REPUBLIKA.CO.ID, JAKARTA -- Penggerebekan secara tiba-tiba yang dilakukan kepolisian dalam rangka memberantas peredaran narkoba di Kampung Ambon ditanggapi warga dengan santai. Tidak ada ribut-ribut, warga tetap melakukan aktivitasnya seperti biasa.
Padahal lebih dari 500 petugas turun menyusuri satu per satu rumah warga. Belum lagi gerombolan anjing pelacak juga dikerahkan untuk mengendus bau narkoba. Mereka yang sibuk menonton aksi penggerebekan ini malahan masyarakat yang kebetulan lewat di depan wilayah perumahan.
Lurah Kedaung Kali Angke, Asmaran Abdullah mengatakan stigma sentra narkoba memang melekat pada Kampung Ambon sejak 10 tahun yang lalu. Adanya stigma tersebut membuat pemerintah kota dan polisi membuat sebuah posko terpadu sebagai langkah pembinaan. Warga diberikan pelatihan mulai dari pemberian modal, pembinaan, sampai dibekali beragam keterampilan.

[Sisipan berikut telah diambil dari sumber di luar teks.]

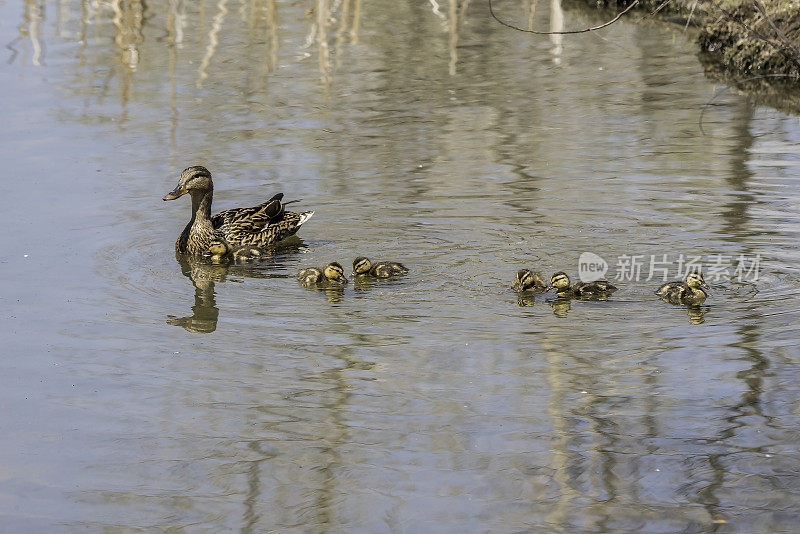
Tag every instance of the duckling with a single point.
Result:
(331, 273)
(219, 250)
(528, 280)
(588, 290)
(382, 269)
(690, 291)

Namun pembekalan itu nyatanya ditanggapi warga dengan setengah hati. Tidak sedikit warga yang berani mengusir petugas polisi yang sedang melakukan patroli di kampung ini. "Kalau ada polisi yang masuk dua sampai tiga orang pasti diusir. Masyarakatnya sudah pada apatis, ujar Abdullah, Kamis (08/12).
Penghuni Kampung Ambon sendiri, menurut Abdullah tidak semuanya terlibat dalam bisnis narkoba. Perumahan ini dihuni lebih dari 2000 kepala keluarga yang terdiri dari 16 Rukun Tetangga (RT). Orang Ambon mengisi hampir seluruh RT 01, RT 07, dan RT 15. Karena ada sekumpulan etnis inilah, maka Perumahan Permata saat ini lebih dikenal dengan sebutan Kampung Ambon.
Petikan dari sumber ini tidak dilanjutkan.